Star Trek Explorer is an authorized periodical, published quarterly by Titan UK in the United Kingdom, Ireland, Australia, and New Zealand devoted to the Star Trek franchise; a separate North American version is also published, differing primarily in issue number, but otherwise synchronised in content. In terms of content, the magazine features news, interviews, and reviews covering all the live-action series, the animated series, the film series, and other official media, including books and computer games. The magazine ceased publication in December, 2024.

==Publication history==
Star Trek Magazine was the first regular magazine to be published by Titan Magazines and is its longest-running title. It was launched in February 1995 as Star Trek Monthly, soon after the first broadcast of Star Trek: Voyager.

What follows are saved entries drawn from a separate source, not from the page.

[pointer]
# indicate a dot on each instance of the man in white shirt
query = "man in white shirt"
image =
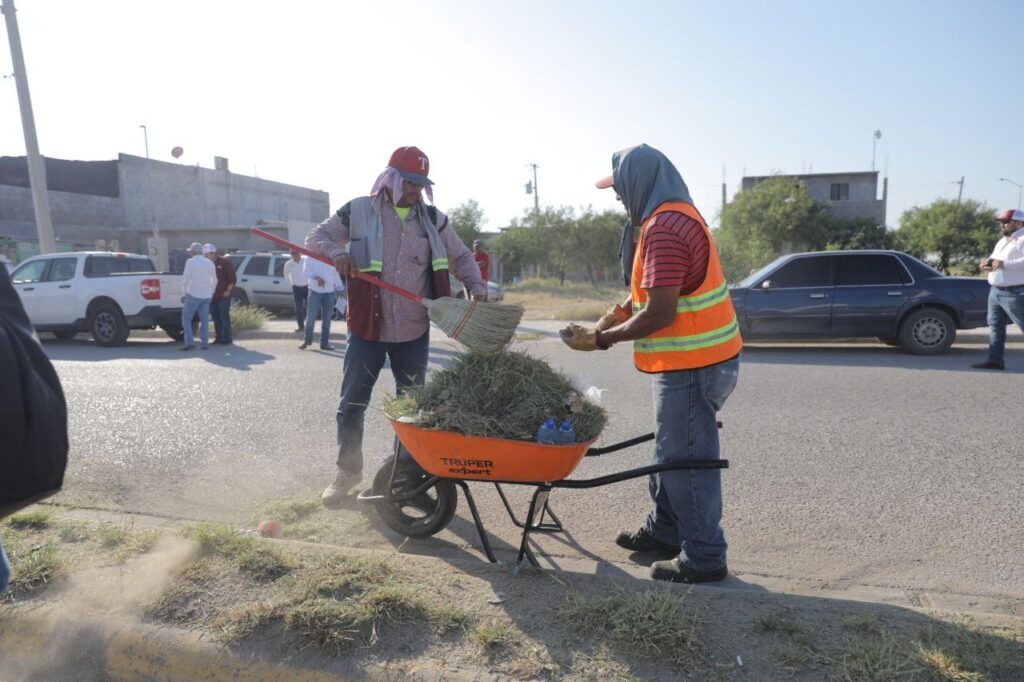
(300, 290)
(199, 281)
(324, 280)
(1006, 298)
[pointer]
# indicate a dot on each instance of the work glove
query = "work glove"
(616, 314)
(580, 338)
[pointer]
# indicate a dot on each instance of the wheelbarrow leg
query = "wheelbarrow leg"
(476, 519)
(535, 521)
(540, 526)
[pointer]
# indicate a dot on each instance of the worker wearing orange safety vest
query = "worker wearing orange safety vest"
(685, 334)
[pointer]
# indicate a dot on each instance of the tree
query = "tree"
(947, 233)
(776, 216)
(858, 233)
(468, 221)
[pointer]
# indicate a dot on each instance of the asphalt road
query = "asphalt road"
(852, 465)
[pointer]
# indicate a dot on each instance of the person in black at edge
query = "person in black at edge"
(33, 416)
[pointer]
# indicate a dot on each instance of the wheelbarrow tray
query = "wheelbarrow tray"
(451, 455)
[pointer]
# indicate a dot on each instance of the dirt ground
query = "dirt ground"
(373, 614)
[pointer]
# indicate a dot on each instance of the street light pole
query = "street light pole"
(1019, 188)
(37, 171)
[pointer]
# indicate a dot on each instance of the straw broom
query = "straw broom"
(478, 326)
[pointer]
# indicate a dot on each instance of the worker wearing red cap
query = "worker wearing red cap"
(684, 332)
(400, 239)
(1006, 298)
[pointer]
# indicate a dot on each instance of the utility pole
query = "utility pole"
(537, 196)
(37, 171)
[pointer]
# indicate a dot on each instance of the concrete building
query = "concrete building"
(145, 206)
(848, 195)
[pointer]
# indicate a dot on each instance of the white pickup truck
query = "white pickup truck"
(107, 294)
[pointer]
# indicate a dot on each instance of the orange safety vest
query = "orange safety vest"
(706, 331)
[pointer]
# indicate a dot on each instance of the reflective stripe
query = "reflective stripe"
(694, 303)
(694, 342)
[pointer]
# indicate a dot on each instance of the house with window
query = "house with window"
(847, 195)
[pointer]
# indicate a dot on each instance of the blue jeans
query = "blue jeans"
(1005, 305)
(300, 294)
(4, 569)
(323, 304)
(364, 361)
(222, 320)
(687, 504)
(192, 305)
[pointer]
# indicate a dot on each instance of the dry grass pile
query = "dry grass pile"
(502, 395)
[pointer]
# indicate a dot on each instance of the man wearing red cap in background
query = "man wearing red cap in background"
(397, 237)
(1006, 298)
(685, 334)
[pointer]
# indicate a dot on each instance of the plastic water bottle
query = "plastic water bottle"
(565, 433)
(548, 433)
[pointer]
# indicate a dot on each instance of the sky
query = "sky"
(320, 93)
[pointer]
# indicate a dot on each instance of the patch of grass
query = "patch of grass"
(288, 511)
(254, 556)
(495, 636)
(650, 621)
(878, 658)
(37, 519)
(582, 311)
(964, 652)
(35, 566)
(246, 317)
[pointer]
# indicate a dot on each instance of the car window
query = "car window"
(868, 269)
(30, 272)
(279, 266)
(61, 269)
(812, 271)
(258, 265)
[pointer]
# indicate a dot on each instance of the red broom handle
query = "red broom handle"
(324, 259)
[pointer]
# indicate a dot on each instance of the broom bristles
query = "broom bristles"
(477, 325)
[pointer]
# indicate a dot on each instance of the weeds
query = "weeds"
(651, 621)
(36, 519)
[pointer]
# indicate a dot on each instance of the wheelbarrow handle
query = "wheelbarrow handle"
(595, 452)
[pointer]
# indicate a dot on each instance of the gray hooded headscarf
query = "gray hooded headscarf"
(643, 178)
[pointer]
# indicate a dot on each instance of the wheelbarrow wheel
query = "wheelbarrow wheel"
(423, 515)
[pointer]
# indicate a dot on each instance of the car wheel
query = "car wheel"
(423, 515)
(108, 326)
(174, 331)
(927, 332)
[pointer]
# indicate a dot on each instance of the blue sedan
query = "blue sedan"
(843, 294)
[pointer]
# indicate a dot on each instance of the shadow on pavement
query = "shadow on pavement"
(955, 359)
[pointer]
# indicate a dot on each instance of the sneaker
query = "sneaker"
(334, 495)
(641, 541)
(675, 570)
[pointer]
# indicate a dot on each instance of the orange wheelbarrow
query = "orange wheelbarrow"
(418, 498)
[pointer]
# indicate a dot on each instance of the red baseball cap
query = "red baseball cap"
(412, 164)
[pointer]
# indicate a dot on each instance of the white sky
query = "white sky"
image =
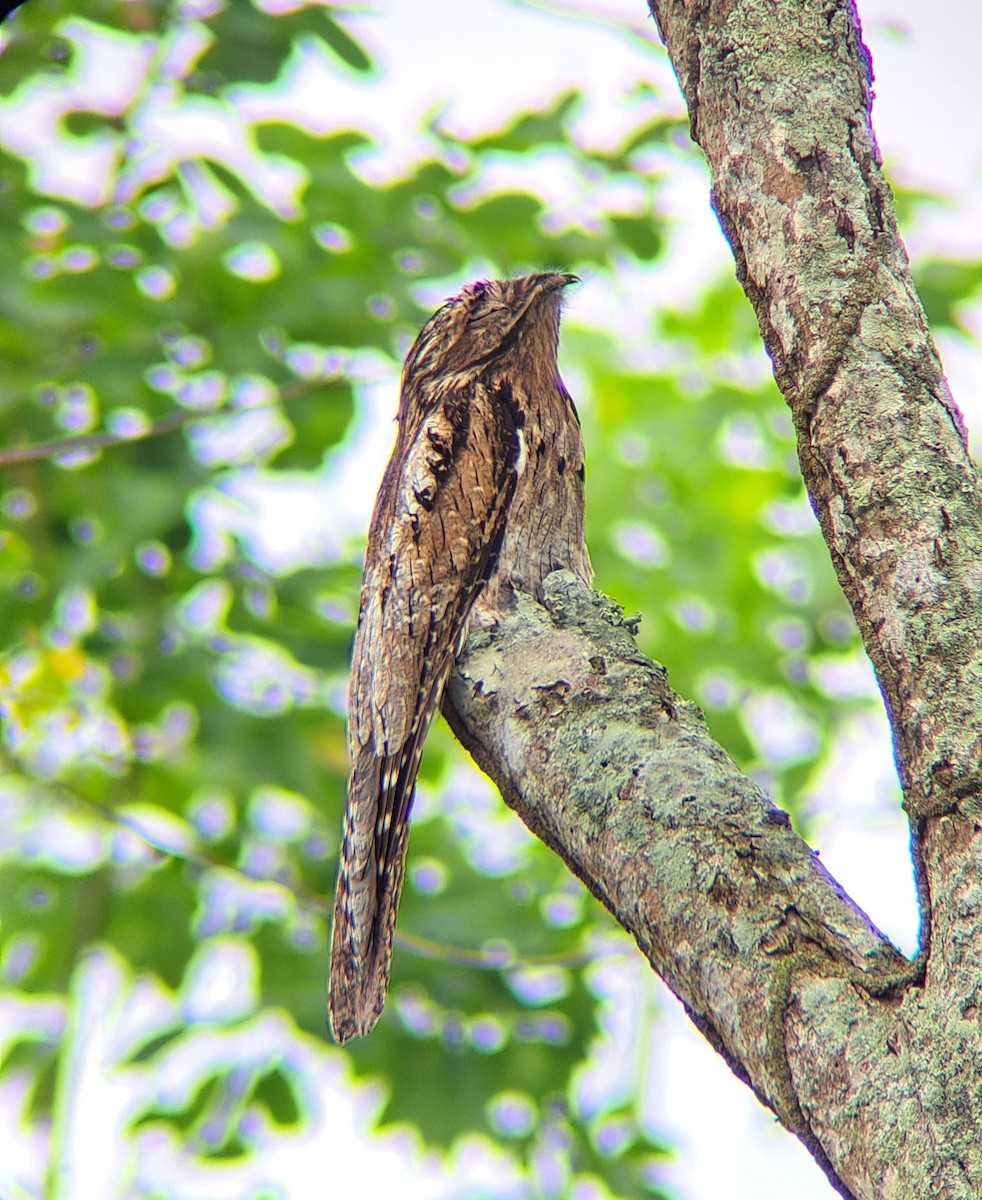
(928, 99)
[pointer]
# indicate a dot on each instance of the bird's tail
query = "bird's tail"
(365, 901)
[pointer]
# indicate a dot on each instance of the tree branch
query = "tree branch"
(870, 1060)
(620, 777)
(779, 100)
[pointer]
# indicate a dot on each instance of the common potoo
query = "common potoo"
(483, 495)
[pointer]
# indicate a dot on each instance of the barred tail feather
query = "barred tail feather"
(365, 903)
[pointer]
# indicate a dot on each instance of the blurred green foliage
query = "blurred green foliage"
(203, 328)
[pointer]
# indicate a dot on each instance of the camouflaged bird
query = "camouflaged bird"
(483, 495)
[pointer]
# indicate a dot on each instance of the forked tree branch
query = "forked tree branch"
(874, 1062)
(621, 778)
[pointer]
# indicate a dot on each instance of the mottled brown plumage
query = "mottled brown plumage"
(483, 493)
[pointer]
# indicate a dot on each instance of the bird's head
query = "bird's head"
(487, 322)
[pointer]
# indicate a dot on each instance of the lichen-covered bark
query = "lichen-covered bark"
(779, 100)
(830, 1025)
(874, 1062)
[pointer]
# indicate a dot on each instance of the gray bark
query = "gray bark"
(870, 1060)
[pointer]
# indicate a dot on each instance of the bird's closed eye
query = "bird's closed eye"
(486, 313)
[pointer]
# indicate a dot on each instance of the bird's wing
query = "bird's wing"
(435, 543)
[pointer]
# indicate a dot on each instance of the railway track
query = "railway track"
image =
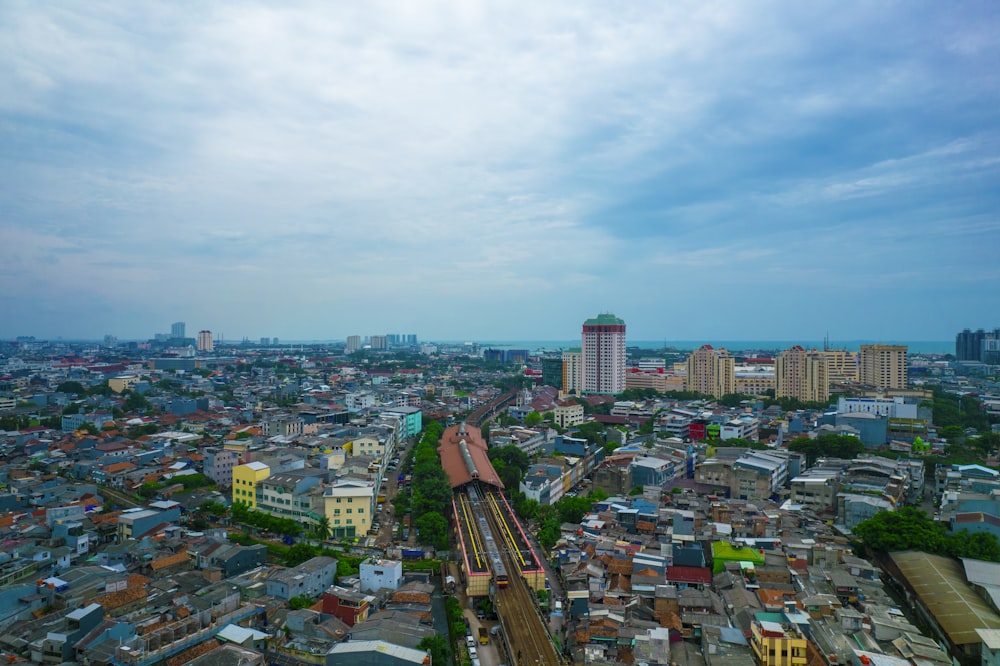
(527, 637)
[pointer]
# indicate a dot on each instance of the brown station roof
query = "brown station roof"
(453, 460)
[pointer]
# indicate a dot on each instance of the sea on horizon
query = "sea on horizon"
(913, 346)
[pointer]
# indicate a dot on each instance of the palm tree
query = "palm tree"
(322, 529)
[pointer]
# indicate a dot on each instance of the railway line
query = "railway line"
(527, 639)
(488, 410)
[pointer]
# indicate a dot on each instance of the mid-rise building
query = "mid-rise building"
(349, 505)
(219, 464)
(552, 371)
(568, 414)
(711, 371)
(841, 367)
(883, 366)
(573, 371)
(604, 361)
(777, 642)
(205, 342)
(291, 495)
(802, 375)
(245, 480)
(754, 379)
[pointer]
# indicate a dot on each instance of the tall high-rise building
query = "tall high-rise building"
(973, 346)
(711, 371)
(205, 342)
(803, 375)
(604, 354)
(968, 345)
(883, 366)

Early in its run, the magazine featured reprints of several DC Comics-produced comics, but this ended after issue 22.

With issue 113, the publication went to a bi-monthly release schedule and increased its page count from 68 to 100. Before this change, various issues were special "bumper" releases (100 pages, costing £4.99, usually with a gift – typically a Titan-released Trek book) to commemorate a specific occasion, such as the 30th and 35th anniversaries, the end of Star Trek: Deep Space Nine, and others.

A separate North American edition of the magazine came into being in August 2006, otherwise synchronized with the British version for contents, due in part to the loss of the Star Trek: Communicator in 2005, which had aggravated the previous 2003 loss of Star Trek: The Magazine, leaving the home market devoid of any and all "official" Star Trek franchise magazines. Issue #1 of the run – bi-monthly like the British edition – was released on 22 August 2006. Numbering of the UK edition maintained its internal continuity, with the US #1 being relatively the same as UK issue 128. Later US editions returned to 68 pages in length, with the additional UK pages being inserted in the form of a supplement at the centre of the magazine. This practice was quickly discontinued, and the various editions were standardized with issue 134.

The magazine is printed in the United States rather than the UK, meaning that American distribution now takes place sometime before UK release. A special cover is available for specialist comic shops ordering via the Diamond Previews magazine.

For issue 137, and all subsequent 100-page editions, a new binding format and magazine size was introduced. The issue was perfect bound (instead of saddle-stitched) and measured 8 inches wide × 11 inches high (instead of 9 × 12). The following issue retained the size but returned to saddle-stitching. With this issue, the British edition lost its 100-page length, becoming 68 pages long.

The frequency with which the title has been published has further varied over the years, with an increase in output to eight issues a year in early 2009 (with issue 143), followed by a decrease to quarterly (along with an additional yearly publication) from 2012 onwards. With the latest change to its publication schedule, the magazine has now returned to regularly being 100 pages in length.

In August 2021, the magazine changed its name to Star Trek Explorer.

Star Trek Explorers final issue was published on 24 December 2024. It featured an interview with William Shatner and a synopsis of the magazine's history.